Prager elaborates on the Bible’s delicate braiding and unbraiding of the universal and the particular. As for God’s promise that “I will bless those who bless you and curse him that curses you,” a strong motivation for Christian Zionists, Prager writes, “One does not have to be a religious believer in order to acknowledge that this promise has held true. Nations that have treated the Jews favorably, the United States being the most obvious example, have been blessed with prosperity and freedom. The reverse applies, as well,” from Spain’s post-Inquisition decline, to post-Holocaust Europe, to Arab and fundamentalist Islamic countries that cursed the Jews, being “among the most benighted of societies.”

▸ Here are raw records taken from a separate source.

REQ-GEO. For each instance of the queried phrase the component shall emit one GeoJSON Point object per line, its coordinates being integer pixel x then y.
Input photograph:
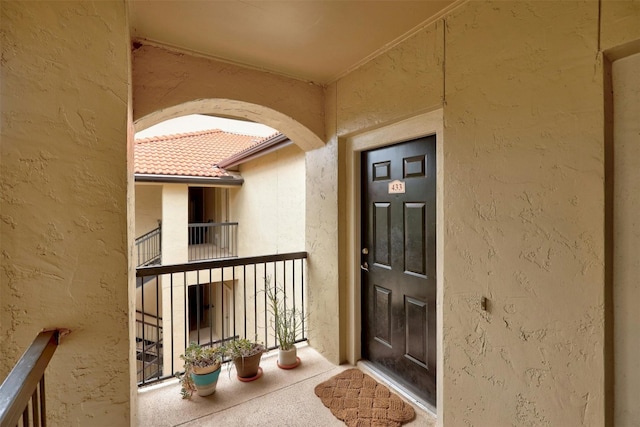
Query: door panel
{"type": "Point", "coordinates": [398, 278]}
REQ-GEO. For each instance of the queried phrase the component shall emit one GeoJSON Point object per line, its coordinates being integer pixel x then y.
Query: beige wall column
{"type": "Point", "coordinates": [175, 250]}
{"type": "Point", "coordinates": [64, 234]}
{"type": "Point", "coordinates": [175, 222]}
{"type": "Point", "coordinates": [626, 268]}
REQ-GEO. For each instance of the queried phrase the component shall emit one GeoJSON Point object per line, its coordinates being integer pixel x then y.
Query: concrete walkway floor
{"type": "Point", "coordinates": [279, 398]}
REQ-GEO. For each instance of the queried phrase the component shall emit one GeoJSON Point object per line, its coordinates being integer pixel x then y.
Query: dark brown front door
{"type": "Point", "coordinates": [399, 263]}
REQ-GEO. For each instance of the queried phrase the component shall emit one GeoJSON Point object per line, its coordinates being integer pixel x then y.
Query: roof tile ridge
{"type": "Point", "coordinates": [179, 135]}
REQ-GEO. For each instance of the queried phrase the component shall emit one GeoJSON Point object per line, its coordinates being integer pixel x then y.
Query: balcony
{"type": "Point", "coordinates": [209, 240]}
{"type": "Point", "coordinates": [210, 302]}
{"type": "Point", "coordinates": [279, 398]}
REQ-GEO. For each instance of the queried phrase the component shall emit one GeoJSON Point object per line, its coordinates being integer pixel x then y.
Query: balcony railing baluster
{"type": "Point", "coordinates": [212, 240]}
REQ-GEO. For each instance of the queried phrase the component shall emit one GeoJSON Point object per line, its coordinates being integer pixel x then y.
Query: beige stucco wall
{"type": "Point", "coordinates": [626, 289]}
{"type": "Point", "coordinates": [207, 86]}
{"type": "Point", "coordinates": [63, 233]}
{"type": "Point", "coordinates": [524, 215]}
{"type": "Point", "coordinates": [269, 207]}
{"type": "Point", "coordinates": [148, 207]}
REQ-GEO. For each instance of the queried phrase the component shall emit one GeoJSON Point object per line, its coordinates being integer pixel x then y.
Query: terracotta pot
{"type": "Point", "coordinates": [288, 359]}
{"type": "Point", "coordinates": [247, 367]}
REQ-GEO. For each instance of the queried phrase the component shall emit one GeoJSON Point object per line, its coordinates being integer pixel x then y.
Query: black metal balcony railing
{"type": "Point", "coordinates": [209, 302]}
{"type": "Point", "coordinates": [213, 240]}
{"type": "Point", "coordinates": [22, 394]}
{"type": "Point", "coordinates": [148, 247]}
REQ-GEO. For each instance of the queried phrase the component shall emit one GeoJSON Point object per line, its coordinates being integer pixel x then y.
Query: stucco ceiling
{"type": "Point", "coordinates": [311, 40]}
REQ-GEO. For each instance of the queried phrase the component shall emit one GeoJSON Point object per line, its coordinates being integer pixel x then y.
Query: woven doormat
{"type": "Point", "coordinates": [360, 401]}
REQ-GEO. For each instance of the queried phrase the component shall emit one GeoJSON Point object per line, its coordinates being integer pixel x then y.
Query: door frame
{"type": "Point", "coordinates": [420, 125]}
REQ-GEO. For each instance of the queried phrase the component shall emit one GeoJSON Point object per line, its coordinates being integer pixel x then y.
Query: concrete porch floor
{"type": "Point", "coordinates": [279, 398]}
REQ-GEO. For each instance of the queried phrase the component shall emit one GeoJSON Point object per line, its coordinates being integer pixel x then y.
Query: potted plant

Prager’s commentary is more psychological and personal than hagiographic: “Rebecca was a kind human being, but a kind person doesn’t always translate into good parenting.” When Noah, “a righteous man,” says the Bible, raised a son who thoroughly humiliated him, Prager writes, “Nothing in life is as humbling as being a parent,” as true for earthly parents as for our Father in Heaven, “who is not fully responsible for how all His children have turned out.”
Prager notes that the further we get from Eve and the Flood, the more women are elevated. God “did for Sarah,” and Prager notes the text does not read that “God did for Abraham and Sarah,” but she has God’s attention for herself. There is increasingly the “depiction of women as heroic — frequently more than the men in their lives: Rebecca; Moses’ mother Yocheved, and his sister Miriam; the daughter of Pharaoh, among others.”
And there was evening, and there was morning.